Acné en el Adulto: Innovación Terapéutica y Disrupción Hormonal Tópica
Etiología y Fisiopatología
El acné del adulto destaca por una hipersensibilidad del receptor androgénico cutáneo en la unidad pilosebácea, independientemente de que los niveles plasmáticos de andrógenos periféricos sean normales. Esta alteración induce una disfunción cualitativa del sebo con una marcada disminución del ácido linoleico, lo que compromete la función barrera epidérmica y favorece la hiperqueratinización infundibular.
Como consecuencia, se genera un microambiente anaeróbico óptimo para la proliferación de filotipos específicos e inmunogénicos de Cutibacterium acnes, los cuales actúan como ligandos activadores del inflamasoma NLRP3, desencadenando una cascada de interleucinas proinflamatorias (IL-1α, IL-6, TNF-α) responsable de la cronicidad del cuadro.

Mecanismo de Acción de la Clascoterona
El mayor hito terapéutico reciente en este campo es la clascoterona en crema al 1%, consolidada como el primer inhibidor tópico del receptor androgénico aprobado para el tratamiento del acné. Su mecanismo es competitivo: se une al receptor de andrógenos en los sebocitos y en las células de la papila dérmica con alta afinidad, bloqueando localmente la unión de la dihidrotestosterona (DHT).
Al actuar sobre la cascada transcripcional dependiente de andrógenos, limita la producción de sebo y reduce la síntesis de citocinas proinflamatorias. Su perfil farmacocinético es óptimo: se metaboliza rápidamente en la piel hacia su forma inactiva (cortexolona), evitando la absorción sistémica y descartando efectos antiandrogénicos generales.
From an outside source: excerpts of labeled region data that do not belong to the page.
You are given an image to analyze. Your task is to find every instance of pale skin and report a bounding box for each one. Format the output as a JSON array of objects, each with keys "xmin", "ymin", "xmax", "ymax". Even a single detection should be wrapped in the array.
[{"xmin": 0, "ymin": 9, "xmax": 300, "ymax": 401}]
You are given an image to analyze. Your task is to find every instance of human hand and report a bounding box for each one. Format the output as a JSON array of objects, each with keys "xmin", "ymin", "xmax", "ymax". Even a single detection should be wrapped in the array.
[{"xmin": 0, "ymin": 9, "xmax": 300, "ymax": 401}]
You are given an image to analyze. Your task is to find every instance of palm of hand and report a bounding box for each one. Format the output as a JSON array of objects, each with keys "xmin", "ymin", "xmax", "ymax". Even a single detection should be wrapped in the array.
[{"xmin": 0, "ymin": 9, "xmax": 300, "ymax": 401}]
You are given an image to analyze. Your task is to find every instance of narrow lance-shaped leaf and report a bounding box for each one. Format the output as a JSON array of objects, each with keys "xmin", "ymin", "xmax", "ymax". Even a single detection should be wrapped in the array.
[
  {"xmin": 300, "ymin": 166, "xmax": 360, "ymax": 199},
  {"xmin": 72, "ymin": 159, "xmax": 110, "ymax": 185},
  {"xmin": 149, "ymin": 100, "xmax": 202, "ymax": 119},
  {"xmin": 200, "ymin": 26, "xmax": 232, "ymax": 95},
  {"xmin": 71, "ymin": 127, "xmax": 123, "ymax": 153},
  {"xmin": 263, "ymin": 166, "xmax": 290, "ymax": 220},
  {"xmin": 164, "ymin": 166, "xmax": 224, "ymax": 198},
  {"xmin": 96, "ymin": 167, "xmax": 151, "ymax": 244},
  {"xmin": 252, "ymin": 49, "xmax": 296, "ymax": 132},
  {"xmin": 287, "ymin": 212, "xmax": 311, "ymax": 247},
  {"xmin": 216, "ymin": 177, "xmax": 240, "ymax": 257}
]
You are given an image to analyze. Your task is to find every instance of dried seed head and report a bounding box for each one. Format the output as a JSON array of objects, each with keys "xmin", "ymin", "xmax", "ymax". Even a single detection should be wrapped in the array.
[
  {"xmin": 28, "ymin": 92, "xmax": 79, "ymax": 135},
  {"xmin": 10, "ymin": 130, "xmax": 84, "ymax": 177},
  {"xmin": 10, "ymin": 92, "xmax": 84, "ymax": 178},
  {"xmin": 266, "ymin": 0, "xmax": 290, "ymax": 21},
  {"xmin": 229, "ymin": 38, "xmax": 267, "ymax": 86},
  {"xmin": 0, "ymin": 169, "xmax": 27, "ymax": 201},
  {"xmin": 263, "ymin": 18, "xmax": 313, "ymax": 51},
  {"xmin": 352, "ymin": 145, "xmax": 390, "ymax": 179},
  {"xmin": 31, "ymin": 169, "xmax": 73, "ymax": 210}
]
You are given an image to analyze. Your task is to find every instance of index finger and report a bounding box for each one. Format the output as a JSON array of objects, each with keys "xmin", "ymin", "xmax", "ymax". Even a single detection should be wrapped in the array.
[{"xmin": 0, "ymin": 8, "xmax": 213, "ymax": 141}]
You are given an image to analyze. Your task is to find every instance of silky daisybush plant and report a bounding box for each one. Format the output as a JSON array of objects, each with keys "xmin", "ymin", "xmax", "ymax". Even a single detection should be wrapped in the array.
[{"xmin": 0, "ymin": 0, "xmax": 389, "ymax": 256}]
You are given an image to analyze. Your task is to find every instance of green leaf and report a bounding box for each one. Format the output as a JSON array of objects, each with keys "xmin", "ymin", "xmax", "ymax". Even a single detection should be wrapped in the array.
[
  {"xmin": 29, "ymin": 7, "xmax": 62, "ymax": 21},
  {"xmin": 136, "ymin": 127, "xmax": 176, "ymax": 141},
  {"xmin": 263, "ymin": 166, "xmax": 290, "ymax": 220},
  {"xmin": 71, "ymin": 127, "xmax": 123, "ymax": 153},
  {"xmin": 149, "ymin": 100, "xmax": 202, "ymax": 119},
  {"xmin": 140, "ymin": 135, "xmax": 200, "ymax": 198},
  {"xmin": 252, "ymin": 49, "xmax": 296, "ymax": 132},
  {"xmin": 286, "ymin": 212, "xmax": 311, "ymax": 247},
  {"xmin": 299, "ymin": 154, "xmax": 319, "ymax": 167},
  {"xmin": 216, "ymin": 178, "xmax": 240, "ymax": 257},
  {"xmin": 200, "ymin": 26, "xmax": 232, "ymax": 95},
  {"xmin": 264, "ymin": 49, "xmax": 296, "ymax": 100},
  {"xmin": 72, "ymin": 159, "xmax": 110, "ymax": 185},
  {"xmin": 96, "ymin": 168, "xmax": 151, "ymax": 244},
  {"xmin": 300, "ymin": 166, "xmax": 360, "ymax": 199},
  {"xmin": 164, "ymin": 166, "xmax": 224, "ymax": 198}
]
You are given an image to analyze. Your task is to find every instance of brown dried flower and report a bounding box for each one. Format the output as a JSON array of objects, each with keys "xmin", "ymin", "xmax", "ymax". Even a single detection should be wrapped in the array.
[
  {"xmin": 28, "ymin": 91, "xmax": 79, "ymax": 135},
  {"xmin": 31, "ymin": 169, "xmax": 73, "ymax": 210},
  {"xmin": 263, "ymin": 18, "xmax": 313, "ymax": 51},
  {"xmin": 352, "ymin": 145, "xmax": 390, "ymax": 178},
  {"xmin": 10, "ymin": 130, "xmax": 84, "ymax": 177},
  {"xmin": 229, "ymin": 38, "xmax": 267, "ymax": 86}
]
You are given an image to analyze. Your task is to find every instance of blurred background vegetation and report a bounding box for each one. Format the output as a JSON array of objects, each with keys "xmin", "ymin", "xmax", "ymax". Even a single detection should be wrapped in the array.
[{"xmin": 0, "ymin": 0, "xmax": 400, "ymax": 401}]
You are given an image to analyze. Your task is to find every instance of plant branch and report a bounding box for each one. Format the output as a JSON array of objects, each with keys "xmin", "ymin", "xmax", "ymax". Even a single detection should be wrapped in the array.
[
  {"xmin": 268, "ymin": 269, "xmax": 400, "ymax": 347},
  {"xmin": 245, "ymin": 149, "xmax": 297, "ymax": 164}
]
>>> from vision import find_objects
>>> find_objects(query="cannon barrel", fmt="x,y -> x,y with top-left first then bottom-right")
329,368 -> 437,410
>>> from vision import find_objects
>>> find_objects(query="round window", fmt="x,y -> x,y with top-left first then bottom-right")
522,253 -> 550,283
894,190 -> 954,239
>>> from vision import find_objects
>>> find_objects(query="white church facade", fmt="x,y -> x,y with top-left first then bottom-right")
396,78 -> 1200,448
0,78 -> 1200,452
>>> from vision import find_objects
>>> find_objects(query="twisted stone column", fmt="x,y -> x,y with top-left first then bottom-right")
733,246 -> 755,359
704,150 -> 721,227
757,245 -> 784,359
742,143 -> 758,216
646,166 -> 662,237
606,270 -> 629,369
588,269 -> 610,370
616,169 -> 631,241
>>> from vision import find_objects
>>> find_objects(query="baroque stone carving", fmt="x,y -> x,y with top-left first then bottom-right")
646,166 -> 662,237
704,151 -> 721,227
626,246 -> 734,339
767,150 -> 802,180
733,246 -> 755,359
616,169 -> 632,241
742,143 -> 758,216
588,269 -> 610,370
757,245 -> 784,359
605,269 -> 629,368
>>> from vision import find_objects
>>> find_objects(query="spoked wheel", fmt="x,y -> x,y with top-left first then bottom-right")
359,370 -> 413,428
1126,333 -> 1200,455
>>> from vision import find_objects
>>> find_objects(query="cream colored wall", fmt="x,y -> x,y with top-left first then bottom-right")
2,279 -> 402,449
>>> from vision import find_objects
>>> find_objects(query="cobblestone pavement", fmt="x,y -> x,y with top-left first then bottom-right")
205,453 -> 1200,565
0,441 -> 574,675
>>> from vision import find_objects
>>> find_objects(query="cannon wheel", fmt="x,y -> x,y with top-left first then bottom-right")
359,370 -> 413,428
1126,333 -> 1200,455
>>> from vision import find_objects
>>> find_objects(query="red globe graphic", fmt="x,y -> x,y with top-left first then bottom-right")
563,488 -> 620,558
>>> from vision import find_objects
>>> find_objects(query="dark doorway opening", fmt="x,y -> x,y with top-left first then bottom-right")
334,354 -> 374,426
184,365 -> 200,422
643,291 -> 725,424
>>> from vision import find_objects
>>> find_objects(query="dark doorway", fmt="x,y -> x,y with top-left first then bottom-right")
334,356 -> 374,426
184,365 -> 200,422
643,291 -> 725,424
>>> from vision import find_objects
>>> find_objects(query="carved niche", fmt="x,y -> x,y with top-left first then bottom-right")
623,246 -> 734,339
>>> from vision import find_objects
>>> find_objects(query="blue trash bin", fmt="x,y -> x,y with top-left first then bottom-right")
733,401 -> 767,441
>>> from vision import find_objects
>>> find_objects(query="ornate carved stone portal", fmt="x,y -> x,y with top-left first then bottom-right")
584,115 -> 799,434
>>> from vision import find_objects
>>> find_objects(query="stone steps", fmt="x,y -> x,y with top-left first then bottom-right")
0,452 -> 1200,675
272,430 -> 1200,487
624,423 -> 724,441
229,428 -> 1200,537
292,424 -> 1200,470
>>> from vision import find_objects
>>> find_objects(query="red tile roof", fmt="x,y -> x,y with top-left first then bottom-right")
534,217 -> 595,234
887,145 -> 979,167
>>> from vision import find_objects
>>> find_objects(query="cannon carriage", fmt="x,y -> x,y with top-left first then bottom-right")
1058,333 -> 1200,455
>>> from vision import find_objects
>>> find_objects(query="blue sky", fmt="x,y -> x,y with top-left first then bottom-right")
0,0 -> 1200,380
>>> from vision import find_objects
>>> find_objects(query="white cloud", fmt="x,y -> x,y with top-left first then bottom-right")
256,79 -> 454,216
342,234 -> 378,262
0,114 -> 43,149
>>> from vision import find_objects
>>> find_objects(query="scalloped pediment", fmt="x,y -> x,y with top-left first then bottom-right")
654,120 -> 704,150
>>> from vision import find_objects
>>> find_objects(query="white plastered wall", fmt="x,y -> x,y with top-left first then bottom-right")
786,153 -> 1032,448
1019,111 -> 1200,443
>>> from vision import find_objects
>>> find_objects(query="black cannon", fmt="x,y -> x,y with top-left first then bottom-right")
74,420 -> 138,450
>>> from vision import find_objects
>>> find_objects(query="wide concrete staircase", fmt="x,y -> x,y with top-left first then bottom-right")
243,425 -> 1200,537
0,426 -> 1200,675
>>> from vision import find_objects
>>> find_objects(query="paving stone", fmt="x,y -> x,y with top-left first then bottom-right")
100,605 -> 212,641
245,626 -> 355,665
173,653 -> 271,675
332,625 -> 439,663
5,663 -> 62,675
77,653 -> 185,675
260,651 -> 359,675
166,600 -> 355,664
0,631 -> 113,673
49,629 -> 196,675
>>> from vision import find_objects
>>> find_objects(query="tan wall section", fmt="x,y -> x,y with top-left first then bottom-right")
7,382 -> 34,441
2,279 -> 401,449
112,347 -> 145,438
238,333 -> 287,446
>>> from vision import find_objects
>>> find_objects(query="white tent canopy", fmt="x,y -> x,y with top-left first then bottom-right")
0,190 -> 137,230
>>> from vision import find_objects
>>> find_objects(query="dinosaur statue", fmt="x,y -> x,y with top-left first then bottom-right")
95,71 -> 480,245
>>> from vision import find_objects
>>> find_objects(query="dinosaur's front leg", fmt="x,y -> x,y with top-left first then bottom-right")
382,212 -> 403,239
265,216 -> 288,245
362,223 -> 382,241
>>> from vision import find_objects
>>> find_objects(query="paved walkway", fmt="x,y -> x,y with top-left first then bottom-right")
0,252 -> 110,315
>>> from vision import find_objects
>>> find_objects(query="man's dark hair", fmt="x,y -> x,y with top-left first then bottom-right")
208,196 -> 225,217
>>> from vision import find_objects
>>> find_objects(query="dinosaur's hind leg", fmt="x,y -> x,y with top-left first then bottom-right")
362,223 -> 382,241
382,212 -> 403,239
Esto permite tratar la etiopatogenia hormonal del acné tanto en hombres como en mujeres sin riesgo de feminización ni alteraciones sistémicas.
Descripción de las Lesiones Clínicamente Visibles
A diferencia del acné del adolescente —predominantemente comedoniano y centrofacial—, el acné de la mujer adulta muestra una distribución típica en zona en «U» (línea mandibular, región perioral y cuello), caracterizándose por:
- Lesiones predominantemente inflamatorias: pápulas eritematosas y nódulos profundos, indurados y frecuentemente dolorosos a la palpación.
- Escasez de comedones abiertos: predominio de microquistes cerrados, de difícil evacuación.
- Secuelas tempranas: máculas eritematosas y pigmentadas postinflamatorias (especialmente en fototipos altos) y cicatrices atróficas prematuras por la cronicidad y profundidad del infiltrado inflamatorio.
Relación con el Síndrome de Ovario Metabólico (SOM)
Es necesario evaluar este cuadro en el contexto del Síndrome de Ovario Metabólico (SOM) —clásicamente denominado Síndrome de Ovario Poliquístico (SOP)—. El acné constituye la manifestación cutánea de un estado de hiperinsulinismo secundario a resistencia a la insulina. La insulina y el IGF-1 estimulan directamente la produccion de esteroides ovárica y suprarrenal, y reducen simultáneamente la síntesis hepática de la globulina fijadora de hormonas sexuales (SHBG), incrementando la fracción libre de testosterona circulante. Este mecanismo perpetúa el estímulo sebáceo y vincula el acné con el riesgo cardiovascular, la intolerancia a la glucosa y la dislipidemia a largo plazo.
Importancia del Diagnóstico e Instauración Terapéutica Precoz
El diagnóstico temprano evita la progresión de la cascada inflamatoria hacia la destrucción del tejido de sostén dérmico. La combinación precoz de agentes sistémicos reguladores —espironolactona, isotretinoína— con tópicos innovadores como la clascoterona frena el desarrollo de cicatrices y secuelas pigmentarias, cuya resolución en fases tardías conlleva una complejidad terapéutica significativamente mayor.